Last Sunday's Observer featured an interview with John Cameron Mitchell, the director of Shortbus. Among musings on Republican America, the acceptability of the three-hour S&M-athon that is 'The Passion of the Christ', the condemnation of Janet Jackson's nipple, and how the portrayal of honest, real, on-screen sexual intimacy differs from pornography, Mitchell touches on 'social media', and the effects it can have:
'The internet and all this new technology, these opportunities for connection, are at the same time opportunities to be bombarded into numbness... the YouTube, MySpace phenomenon is an example of people reaching out, desperate for intimacy.'
The dangers of those connections, he suggests, are that they offer 'a palliative, a sugar high' and create an addiction to constant newness. 'Kids are afraid now of the lag in between checking their email.
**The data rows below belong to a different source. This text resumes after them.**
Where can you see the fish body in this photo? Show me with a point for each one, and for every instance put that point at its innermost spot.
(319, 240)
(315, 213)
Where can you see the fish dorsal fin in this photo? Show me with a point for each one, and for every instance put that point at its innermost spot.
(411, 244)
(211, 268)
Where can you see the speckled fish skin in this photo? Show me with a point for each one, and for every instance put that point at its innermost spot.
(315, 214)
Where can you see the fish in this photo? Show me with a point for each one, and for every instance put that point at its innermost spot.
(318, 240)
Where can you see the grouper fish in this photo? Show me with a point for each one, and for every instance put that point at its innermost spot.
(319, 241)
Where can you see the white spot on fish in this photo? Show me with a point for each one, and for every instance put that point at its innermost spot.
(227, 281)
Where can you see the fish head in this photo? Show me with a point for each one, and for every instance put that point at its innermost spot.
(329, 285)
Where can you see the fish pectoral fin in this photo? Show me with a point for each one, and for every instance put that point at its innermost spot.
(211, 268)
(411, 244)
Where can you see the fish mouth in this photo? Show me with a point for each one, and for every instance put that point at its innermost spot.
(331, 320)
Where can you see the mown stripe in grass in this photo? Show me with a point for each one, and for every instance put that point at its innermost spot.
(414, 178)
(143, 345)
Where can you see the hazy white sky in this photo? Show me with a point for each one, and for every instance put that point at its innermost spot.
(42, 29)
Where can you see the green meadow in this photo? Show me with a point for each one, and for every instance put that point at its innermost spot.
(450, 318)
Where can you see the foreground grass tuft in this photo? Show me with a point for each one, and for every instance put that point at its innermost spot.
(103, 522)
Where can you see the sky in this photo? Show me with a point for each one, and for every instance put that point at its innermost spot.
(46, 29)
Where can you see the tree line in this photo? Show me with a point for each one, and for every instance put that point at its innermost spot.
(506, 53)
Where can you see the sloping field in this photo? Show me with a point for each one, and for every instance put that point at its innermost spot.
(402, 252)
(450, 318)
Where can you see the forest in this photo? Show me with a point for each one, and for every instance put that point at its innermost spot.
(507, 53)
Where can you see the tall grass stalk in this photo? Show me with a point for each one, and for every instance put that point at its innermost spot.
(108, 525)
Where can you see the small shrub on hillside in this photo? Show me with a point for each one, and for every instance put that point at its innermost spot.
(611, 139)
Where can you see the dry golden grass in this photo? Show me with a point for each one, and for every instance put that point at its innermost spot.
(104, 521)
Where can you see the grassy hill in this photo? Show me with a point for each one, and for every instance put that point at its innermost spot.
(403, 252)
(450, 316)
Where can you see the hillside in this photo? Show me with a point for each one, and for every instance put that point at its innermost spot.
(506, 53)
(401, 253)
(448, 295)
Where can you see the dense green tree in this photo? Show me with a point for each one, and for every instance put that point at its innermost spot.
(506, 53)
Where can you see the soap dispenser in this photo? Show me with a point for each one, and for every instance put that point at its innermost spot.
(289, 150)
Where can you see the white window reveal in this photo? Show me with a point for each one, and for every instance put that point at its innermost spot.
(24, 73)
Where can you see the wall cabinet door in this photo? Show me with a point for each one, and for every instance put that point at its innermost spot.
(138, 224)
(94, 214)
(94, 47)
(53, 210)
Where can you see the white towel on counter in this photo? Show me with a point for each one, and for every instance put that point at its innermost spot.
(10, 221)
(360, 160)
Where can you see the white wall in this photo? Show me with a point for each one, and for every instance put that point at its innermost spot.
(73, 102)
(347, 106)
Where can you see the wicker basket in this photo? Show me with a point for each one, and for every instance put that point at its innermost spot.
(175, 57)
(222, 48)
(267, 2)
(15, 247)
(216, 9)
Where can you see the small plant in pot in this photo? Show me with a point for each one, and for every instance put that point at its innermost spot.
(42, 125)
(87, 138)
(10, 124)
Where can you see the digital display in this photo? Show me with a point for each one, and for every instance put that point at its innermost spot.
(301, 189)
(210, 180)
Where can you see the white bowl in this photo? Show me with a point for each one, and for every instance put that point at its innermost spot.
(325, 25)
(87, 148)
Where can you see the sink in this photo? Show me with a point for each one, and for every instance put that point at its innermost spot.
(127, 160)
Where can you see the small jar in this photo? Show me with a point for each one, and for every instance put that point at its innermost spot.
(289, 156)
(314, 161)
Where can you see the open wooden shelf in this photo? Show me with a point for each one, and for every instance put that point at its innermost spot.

You lose sight of the fact that you have to get down to get up, that you have to have boredom in a relationship in order to get to the next step.'
What all that suggests, he believes, and what his film makes clear, is that 'it's a natural human requirement actually to look into someone's eyes at close quarters, open yourself up. You don't get that from looking at a computer screen. Our reactions to that, anomie, alienation, depression, are symptoms of the mind telling us we have to change.'
I understand his point, but I can also see the clear benefits of social media and online interaction -it allows people to be part of a community, irrespective of their location. For young people, and those with niche interests, this is a godsend. MySpace satisfies a fundamental need for human connection, and its success is testament to the ubiquity and power of that need.
People need to have friends as well as 'friends'. Because, really, 'Second Life' is no substitute for real life.